Бабкин утвердительно угумкнул.
– Шум драки, например… Выходит, заглядывает к соседям, а у них на столе чемодан с наркотой. Или оружие. Ее по-тихому придушили, тело вывезли в багажнике, пользуясь безлюдным временем, закопали где-нибудь в лесу. Это если фантазировать. А если говорить серьезно, сбежала сама. С любовником. Муж вышел – она удрала.
– А муж – слепй болван?
Бабкин выразительно пожал плечами.
– Почему вещи не взяла?
– Это другой вопрос. Может, собиралась имитировать самоубийство, чтобы ее не искали. Хотя я бы ставил на наркоту или алкоголь. Или таблетки. Ты спрашивал Гаврилова, что она принимает?

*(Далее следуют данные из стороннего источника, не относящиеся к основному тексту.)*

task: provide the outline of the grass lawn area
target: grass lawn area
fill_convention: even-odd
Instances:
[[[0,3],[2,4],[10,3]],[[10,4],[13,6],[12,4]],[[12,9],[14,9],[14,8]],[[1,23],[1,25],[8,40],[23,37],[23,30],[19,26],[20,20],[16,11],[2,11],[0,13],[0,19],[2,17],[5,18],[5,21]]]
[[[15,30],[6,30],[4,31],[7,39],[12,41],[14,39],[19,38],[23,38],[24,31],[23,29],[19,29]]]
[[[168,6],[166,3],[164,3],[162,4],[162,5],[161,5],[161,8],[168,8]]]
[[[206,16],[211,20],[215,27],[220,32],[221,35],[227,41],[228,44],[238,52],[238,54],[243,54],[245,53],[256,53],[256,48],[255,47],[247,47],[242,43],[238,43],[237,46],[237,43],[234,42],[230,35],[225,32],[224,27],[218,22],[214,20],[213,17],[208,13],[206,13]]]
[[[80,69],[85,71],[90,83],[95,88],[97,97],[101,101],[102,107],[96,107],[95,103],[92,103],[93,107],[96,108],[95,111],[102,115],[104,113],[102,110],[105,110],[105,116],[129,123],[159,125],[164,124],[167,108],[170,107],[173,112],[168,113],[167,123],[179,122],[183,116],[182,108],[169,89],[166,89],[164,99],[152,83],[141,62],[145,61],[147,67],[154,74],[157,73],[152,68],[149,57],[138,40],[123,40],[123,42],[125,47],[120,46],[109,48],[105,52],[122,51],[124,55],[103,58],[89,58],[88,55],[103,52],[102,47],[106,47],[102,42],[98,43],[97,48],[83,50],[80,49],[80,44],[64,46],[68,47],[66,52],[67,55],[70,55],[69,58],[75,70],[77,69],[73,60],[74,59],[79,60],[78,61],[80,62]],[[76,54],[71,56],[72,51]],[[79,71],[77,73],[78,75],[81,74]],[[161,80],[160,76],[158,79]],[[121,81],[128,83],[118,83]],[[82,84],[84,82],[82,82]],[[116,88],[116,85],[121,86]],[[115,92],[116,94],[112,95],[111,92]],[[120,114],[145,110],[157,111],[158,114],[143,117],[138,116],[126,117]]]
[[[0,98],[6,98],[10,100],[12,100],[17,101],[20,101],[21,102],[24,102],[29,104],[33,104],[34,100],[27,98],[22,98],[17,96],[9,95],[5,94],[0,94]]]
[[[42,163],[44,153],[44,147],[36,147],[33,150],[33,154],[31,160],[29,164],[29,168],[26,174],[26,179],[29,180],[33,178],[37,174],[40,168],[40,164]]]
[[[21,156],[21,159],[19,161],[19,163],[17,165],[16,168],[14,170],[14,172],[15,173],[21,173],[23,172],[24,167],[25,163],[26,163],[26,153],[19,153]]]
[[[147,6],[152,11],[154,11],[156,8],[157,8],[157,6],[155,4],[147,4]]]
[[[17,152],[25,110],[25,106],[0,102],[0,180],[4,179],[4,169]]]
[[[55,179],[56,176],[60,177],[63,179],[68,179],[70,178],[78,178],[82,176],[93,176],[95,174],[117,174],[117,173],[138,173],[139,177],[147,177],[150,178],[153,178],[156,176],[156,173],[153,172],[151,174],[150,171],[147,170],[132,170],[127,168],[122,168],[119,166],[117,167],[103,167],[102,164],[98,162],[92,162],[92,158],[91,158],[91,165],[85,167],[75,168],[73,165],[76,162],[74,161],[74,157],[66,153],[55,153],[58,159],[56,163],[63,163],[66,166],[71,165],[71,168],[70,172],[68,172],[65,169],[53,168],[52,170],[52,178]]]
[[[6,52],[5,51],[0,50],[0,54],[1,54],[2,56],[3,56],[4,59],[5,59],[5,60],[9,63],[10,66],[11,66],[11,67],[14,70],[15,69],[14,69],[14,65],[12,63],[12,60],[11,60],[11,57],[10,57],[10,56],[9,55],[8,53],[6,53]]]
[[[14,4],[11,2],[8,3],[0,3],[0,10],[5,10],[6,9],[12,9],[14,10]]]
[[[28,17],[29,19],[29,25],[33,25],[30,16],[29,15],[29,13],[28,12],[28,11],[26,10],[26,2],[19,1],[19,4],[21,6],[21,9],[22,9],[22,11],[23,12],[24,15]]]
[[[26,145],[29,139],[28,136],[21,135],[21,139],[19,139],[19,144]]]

– Утверждает – только противозачаточные.
– И больше ничего? Даже эти, как их… от депрессии…
– Психотропные? Нет, говорит, ничего такого.
– Может и не знать…
– Может, – согласился Макар. – Но давай пока исходить из того, что знает. Ты фотографии на камере просмотрел?
– Все до единой. Пейзажи, много свадебных, всякие двери-камешки-дома. А, птиц довольно много. Еще муж. На первый взгляд – вообще ничего криминального. Последние сняты седьмого вечером, перед исчезновением, там только море и сорок фоток закатного неба.
В дверь постучали. Курчавый юноша, почти мальчик, со смущенной улыбкой вошел в комнату и положил перед ними три листа бумаги с распечатанными фамилиями.
– Спасибо, Ян. – Макар склонился над листами. – Здесь все клиенты?
Юноша кивнул.
– Полиция их… э-э-э-э… проверила, – сказал он по-русски. – Четверо уже уехали. Я отметил имена.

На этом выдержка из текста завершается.